I'am struggling somewhat with understanding how the "frequency filter" node actually works. A preceding calculation of the "TF" node, for example, results in term frequencies per document. However, the "frequency filter" node filters terms and not terms per document if I understand correctly. So I am wondering how term frequencies are aggregated across documents before filtering. Is it the average value per term across documents?
The issue occured to me as I was trying to filter the, say, 1000 most frequent terms in my overall corpus. How can this be achieved?

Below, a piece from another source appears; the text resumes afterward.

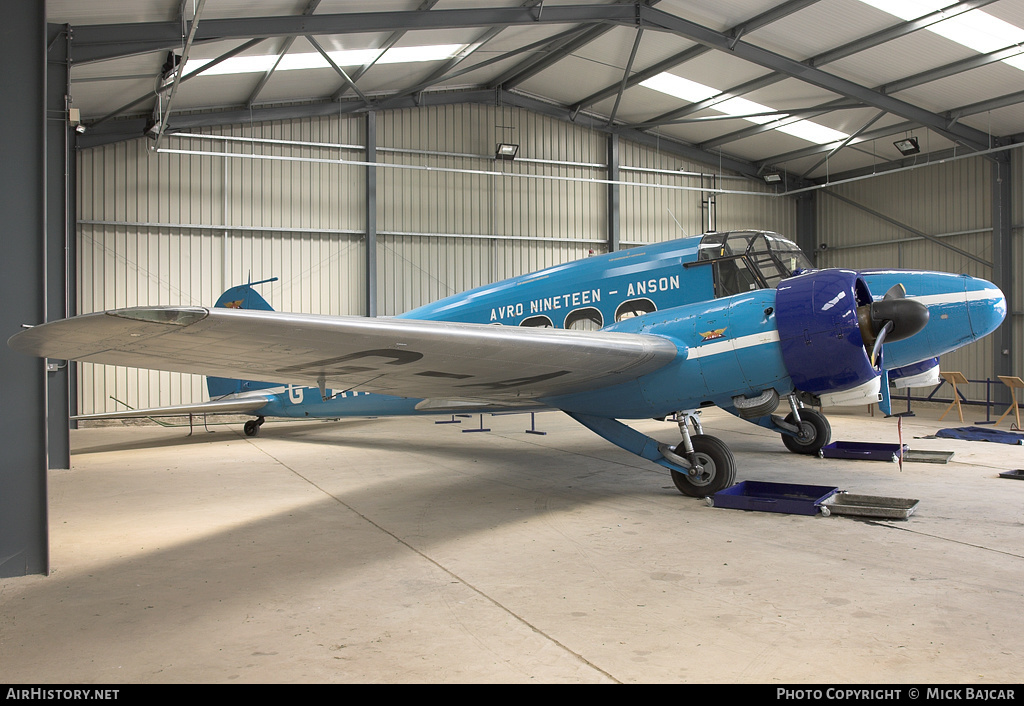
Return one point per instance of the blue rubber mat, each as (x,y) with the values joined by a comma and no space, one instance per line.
(978,433)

I appreciate any pointers!
the frequencies are not aggregated during filtering by the "Frequency Filter" node. If the TF value of a term in a document is above the specified threshold, the term is not filtered, otherwise it is filtered. The filter works simply on the values of the specified frequency column. To aggregate frequencies of terms over documents, and thus compute corpus wide frequencies the "Group By" node can be used. Simply Group over the terms and aggregate the TF values, resulting in the TF values of terms of the complete corpus. After grouping, e.g. the "Sorter" node can be use to sort terms according to their aggregated TF values and then the "Row Filter" node can be used to extract the N top rows, representing the N most frequent terms in the corpus.
Btw.: Using the "Group By" node allows you to not only sum over the TF values, but also to compute Mean, Std. Dev., Min, Max etc. which might be useful as well.
This topic was automatically closed 90 days after the last reply. New replies are no longer allowed.